Climate change forcing relocation of Panama's indigenous Kuna
Publisher | Minority Rights Group International |
Publication Date | 20 July 2010 |
Cite as | Minority Rights Group International, Climate change forcing relocation of Panama's indigenous Kuna, 20 July 2010, available at: https://www.refworld.org/docid/4dfb65492.html [accessed 30 October 2019] |
Disclaimer | This is not a UNHCR publication. UNHCR is not responsible for, nor does it necessarily endorse, its content. Any views expressed are solely those of the author or publisher and do not necessarily reflect those of UNHCR, the United Nations or its Member States. |
From MRG Americas
Rising seas are forcing nearly half of the 32,000 semi-autonomous indigenous Kuna people of Panama to abandon their ancestral homes on the tiny low-lying islands off the country's northeastern coast and move to the mainland.
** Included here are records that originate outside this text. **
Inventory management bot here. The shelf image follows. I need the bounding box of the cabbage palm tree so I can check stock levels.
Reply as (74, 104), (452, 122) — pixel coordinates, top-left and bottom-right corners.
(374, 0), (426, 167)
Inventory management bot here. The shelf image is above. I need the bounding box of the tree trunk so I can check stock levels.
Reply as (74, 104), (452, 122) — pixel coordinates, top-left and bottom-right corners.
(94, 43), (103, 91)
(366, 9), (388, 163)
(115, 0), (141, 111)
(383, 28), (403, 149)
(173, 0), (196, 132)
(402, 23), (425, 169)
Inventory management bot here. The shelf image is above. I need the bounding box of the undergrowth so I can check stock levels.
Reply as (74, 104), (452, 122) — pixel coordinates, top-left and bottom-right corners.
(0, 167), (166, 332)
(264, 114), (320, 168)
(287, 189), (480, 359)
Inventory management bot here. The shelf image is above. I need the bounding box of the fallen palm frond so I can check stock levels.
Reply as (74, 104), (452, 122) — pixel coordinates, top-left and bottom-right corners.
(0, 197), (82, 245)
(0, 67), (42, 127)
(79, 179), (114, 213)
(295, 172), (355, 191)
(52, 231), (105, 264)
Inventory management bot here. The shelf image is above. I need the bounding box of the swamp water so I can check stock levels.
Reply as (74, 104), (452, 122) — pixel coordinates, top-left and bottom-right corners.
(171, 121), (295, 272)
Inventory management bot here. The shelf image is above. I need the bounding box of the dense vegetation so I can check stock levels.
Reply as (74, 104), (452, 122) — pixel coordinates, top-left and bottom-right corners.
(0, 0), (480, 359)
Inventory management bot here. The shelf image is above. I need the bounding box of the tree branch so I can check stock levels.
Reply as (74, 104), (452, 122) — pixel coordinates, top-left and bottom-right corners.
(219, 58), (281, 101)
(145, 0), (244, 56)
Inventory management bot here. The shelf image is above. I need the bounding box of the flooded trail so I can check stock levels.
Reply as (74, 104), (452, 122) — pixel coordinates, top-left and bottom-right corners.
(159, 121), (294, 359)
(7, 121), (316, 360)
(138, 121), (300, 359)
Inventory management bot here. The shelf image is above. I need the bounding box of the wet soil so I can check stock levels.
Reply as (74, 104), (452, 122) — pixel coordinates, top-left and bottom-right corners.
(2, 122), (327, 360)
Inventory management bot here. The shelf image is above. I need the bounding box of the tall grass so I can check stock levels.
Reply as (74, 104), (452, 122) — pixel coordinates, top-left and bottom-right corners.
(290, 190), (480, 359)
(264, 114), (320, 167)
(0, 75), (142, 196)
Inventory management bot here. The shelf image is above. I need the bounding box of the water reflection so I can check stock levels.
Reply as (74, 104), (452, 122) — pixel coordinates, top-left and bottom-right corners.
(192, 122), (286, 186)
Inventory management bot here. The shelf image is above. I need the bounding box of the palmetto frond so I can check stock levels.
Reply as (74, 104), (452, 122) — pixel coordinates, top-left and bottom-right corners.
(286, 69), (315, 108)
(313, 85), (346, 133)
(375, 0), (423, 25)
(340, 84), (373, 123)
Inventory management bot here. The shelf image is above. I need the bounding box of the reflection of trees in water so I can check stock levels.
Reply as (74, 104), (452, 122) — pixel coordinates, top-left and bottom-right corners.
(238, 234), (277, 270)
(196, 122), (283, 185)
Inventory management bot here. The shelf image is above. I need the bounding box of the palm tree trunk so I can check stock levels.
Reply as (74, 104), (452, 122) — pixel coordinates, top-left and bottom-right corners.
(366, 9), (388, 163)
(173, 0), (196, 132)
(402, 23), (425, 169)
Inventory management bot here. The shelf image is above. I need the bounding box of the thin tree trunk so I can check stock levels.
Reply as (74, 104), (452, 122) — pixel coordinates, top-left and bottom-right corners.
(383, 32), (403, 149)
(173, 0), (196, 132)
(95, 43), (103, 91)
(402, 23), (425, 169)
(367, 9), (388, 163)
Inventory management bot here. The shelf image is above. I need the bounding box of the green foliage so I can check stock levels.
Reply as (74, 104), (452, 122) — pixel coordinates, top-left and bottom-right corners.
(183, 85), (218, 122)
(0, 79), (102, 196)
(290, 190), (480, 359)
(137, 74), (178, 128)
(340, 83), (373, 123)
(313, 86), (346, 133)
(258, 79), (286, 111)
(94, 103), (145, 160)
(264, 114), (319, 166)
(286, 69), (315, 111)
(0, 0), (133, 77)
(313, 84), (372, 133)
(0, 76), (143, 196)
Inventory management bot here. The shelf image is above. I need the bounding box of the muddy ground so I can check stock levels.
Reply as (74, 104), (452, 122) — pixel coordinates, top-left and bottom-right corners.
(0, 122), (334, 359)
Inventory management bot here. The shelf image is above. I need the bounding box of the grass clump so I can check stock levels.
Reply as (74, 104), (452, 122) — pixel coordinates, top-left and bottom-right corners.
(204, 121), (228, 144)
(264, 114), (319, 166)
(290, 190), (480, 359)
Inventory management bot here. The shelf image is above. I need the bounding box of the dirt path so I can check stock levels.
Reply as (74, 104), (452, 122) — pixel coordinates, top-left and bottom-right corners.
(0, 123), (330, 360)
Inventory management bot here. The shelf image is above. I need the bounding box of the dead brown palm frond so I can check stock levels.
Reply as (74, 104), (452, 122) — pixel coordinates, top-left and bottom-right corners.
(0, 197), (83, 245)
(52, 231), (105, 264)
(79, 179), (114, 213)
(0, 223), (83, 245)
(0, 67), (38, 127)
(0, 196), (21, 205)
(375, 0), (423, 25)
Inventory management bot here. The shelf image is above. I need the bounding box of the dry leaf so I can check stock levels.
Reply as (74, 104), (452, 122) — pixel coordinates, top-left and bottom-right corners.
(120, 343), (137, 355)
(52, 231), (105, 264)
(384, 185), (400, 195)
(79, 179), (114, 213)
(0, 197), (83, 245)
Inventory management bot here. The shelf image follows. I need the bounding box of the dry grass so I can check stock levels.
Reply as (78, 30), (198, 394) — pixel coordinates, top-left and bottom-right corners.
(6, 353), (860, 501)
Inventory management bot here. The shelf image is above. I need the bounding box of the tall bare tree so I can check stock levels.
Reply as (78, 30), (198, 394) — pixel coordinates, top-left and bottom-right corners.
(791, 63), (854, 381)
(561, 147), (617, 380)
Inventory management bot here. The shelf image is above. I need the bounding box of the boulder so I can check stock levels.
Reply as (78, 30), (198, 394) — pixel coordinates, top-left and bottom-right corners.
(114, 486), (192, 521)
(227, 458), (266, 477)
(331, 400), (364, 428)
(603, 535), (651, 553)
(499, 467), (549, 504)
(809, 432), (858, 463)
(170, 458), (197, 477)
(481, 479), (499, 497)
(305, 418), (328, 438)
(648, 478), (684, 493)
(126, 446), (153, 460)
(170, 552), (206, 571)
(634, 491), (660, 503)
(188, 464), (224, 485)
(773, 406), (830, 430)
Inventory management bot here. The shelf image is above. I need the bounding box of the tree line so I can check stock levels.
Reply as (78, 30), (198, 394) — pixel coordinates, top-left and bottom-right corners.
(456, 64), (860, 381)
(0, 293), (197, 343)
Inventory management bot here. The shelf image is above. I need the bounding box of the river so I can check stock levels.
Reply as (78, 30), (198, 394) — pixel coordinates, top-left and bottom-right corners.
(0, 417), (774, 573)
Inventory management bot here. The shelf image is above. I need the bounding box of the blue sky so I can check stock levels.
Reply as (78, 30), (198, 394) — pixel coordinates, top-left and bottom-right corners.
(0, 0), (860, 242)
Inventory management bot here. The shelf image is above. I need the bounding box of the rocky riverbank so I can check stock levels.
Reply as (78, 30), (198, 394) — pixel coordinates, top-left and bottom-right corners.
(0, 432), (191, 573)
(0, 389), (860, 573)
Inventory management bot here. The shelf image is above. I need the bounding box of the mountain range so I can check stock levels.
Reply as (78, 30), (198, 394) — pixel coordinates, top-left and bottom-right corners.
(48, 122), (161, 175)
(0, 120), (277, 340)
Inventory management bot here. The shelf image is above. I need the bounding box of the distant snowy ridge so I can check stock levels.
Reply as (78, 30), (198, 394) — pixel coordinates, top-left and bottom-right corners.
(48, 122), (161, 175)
Kuna elders living in the Caribbean archipelago have noted a marked change in recent years. Echoing international climate change experts, they warn that the sea level rise will get worse. Whereas previously floods were occasional, brief and just a couple of centimeters high, today seasonal winds, storms and high tides combine to submerge the tiny islands, destroy Kuna huts and carry away the all-important dugout canoes.
Autonomy
The Kuna are one of the most politically organized of the indigenous groups in Panama with a history of rebellion against Spanish colonizers as well as the Panamanian government. The Kuna gained their semi-autonomous comarca (reserve) following uprisings in 1925 and in 1930, after which the government established the San Blas archipelago as a semi-autonomous zone.
The great majority of the Kuna population is spread over 38 islands. Eleven communities are located in coastal parts of the region and two communities are located on the mainland.
Costly move
According to a July 2010 Reuters report, the 2,000 inhabitants of one island community named Carti Sugdub plan to move to a coastal site within the Kuna's autonomous mainland territory. The work of clearing the dense tropical forest for the new settlement has already begun but progress has been slow. Residents have been using machetes and lack land-clearing machinery. The Panamanian government provides Kuna communities with basic social services and poverty alleviation support. Thus far, it does not appear as if the administration has put in place any contingency relocation plans, although there is official backing for the initiative. Kuna leaders on the island of Carti Mulatupu, who are working on an environmental impact study for their own move, have calculated that establishing a 600-person community on the mainland could cost up to US$ 5 million.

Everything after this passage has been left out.